Nonostante l’articolo 67 del Codice della Crisi d’Impresa e dell’Insolvenza (CCII) non preveda espressamente la degradazione del credito privilegiato insoddisfatto a chirografo, la prassi e l’interpretazione sistematica del diritto concorsuale impongono tale trattamento in sede di redazione del piano di ristrutturazione. Si tratta infatti di un principio generale, valido in ogni procedura concorsuale, che mira a garantire una gestione equa e trasparente delle pretese creditorie.
La posizione del credito privilegiato
Nel contesto delle crisi d’impresa, i crediti privilegiati godono di una posizione preferenziale rispetto a quelli chirografari, grazie alla presenza di garanzie reali o privilegiate riconosciute dalla legge. Tuttavia, quando l’attivo patrimoniale non è sufficiente a soddisfarli integralmente, la quota residua del credito perde il suo rango privilegiato.
La mancata previsione dell’art. 67 CCII
L’art. 67 CCII disciplina gli effetti del piano di ristrutturazione omologato, ma non menziona espressamente la necessità di degradare a chirografo la parte insoddisfatta di un credito privilegiato. Ciò potrebbe indurre a ritenere che non vi sia l’obbligo di tale indicazione nel piano. Tuttavia i principi generali impongono il contrario.
Il principio di degradazione: un vincolo sistemico
Giurisprudenza e dottrina sono concordi nel ritenere che la degradazione del credito privilegiato insoddisfatto non sia una facoltà del debitore, bensì una conseguenza automatica e necessaria della mancata integrale soddisfazione del privilegio. La parte non coperta dal realizzo dei beni su cui insiste il privilegio perde il beneficio della prelazione e deve essere trattata al pari degli altri crediti chirografari nel piano.

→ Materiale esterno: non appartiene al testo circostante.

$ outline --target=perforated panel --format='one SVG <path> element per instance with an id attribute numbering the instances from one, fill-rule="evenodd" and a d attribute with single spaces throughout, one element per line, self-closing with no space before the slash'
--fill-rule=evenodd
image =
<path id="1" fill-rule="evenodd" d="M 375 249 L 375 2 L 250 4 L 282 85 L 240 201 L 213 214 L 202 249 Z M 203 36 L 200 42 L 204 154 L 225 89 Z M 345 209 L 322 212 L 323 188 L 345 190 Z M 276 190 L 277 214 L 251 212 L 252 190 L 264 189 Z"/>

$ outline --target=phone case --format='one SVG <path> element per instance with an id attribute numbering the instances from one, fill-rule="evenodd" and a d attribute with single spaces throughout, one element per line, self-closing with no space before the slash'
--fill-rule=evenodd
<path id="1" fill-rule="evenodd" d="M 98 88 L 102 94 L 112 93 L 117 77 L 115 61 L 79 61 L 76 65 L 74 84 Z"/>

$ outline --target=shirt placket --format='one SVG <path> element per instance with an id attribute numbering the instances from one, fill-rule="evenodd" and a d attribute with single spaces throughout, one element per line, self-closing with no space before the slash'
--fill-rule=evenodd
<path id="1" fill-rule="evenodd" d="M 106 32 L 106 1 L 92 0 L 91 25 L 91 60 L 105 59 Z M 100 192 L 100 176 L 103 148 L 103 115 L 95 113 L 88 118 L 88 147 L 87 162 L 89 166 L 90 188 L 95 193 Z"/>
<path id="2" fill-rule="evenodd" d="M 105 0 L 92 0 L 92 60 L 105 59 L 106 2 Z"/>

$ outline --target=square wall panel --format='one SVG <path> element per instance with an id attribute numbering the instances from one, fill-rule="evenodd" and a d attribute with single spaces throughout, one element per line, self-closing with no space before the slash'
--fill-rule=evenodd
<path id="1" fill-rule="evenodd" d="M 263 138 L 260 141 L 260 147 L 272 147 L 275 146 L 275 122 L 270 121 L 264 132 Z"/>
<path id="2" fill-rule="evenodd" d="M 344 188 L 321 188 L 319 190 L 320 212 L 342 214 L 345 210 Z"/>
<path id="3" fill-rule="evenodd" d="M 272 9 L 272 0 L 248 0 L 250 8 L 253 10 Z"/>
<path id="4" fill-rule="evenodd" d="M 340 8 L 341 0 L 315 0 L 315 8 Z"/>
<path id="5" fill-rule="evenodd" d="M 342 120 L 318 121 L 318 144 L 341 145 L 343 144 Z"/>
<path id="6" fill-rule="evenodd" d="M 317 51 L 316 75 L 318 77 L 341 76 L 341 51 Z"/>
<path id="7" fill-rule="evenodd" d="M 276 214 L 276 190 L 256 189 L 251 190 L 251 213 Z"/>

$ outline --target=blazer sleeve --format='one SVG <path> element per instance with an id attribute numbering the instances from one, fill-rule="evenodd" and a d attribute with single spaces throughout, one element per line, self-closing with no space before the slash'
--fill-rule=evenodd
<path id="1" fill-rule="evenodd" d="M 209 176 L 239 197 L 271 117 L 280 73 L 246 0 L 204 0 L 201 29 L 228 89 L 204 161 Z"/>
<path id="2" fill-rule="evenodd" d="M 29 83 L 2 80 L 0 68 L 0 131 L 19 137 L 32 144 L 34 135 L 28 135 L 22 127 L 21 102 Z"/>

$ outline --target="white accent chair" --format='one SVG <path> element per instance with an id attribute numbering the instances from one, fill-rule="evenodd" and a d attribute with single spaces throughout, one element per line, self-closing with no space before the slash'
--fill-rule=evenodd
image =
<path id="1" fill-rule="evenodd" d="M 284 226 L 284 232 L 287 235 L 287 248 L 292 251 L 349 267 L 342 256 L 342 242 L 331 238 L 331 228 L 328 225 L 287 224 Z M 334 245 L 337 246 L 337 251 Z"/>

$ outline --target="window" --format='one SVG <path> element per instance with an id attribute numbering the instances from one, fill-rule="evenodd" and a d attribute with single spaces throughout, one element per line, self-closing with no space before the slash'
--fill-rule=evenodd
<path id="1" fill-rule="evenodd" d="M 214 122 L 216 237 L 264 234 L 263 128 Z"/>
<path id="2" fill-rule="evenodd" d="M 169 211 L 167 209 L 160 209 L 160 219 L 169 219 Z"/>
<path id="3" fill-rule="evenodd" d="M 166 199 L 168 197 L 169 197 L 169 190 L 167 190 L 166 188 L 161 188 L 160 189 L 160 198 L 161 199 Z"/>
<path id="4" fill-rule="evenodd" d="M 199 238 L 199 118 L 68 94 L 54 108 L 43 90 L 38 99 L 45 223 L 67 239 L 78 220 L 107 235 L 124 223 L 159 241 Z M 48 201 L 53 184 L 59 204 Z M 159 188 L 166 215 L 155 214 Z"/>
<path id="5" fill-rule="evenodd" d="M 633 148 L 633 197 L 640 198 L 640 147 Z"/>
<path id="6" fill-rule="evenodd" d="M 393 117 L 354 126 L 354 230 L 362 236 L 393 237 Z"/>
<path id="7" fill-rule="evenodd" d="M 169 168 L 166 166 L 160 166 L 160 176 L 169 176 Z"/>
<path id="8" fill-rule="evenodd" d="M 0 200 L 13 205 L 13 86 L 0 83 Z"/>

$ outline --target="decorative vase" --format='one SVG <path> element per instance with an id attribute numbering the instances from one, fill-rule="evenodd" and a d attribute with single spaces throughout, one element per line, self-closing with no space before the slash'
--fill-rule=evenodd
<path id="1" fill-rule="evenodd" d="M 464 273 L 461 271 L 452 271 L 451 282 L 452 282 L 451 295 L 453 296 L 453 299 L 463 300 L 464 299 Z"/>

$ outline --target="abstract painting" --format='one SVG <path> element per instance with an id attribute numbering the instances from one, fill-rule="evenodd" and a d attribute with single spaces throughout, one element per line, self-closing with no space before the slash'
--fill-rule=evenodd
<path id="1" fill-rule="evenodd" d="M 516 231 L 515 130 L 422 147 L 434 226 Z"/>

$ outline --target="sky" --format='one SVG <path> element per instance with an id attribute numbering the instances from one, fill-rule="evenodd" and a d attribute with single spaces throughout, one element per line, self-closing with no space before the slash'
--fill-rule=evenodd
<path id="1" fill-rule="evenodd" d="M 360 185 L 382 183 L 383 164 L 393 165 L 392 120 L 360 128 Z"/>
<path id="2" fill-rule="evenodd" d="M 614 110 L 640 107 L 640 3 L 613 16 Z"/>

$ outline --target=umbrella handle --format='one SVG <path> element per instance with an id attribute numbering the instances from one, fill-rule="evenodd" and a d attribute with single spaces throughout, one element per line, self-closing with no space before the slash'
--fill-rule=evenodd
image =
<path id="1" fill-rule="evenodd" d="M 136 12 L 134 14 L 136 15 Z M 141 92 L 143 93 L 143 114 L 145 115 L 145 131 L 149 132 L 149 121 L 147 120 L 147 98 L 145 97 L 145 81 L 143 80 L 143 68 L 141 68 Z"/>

Implicazioni pratiche per i professionisti
Per i redattori dei piani di ristrutturazione, ciò significa che ogni credito privilegiato deve essere analizzato non solo in termini di esistenza e validità, ma anche in relazione al presumibile realizzo del bene su cui grava. L’eventuale incapienza patrimoniale deve essere espressamente affrontata e riportata nel piano, con la conseguente rielaborazione della posizione creditoria in termini chirografari per la parte insoddisfatta.
Conclusione
La corretta qualificazione e degradazione dei crediti nel piano di ristrutturazione non è solo una questione tecnica, ma anche di equità e rispetto delle regole concorsuali. La mancata previsione esplicita nell’art. 67 CCII non esonera il debitore dall’obbligo di rispettare questo principio generale. Al contrario, è proprio l’adesione a questi criteri sistemici che conferisce al piano quella coerenza e legittimità necessarie per l’omologazione e la tutela dell’interesse collettivo.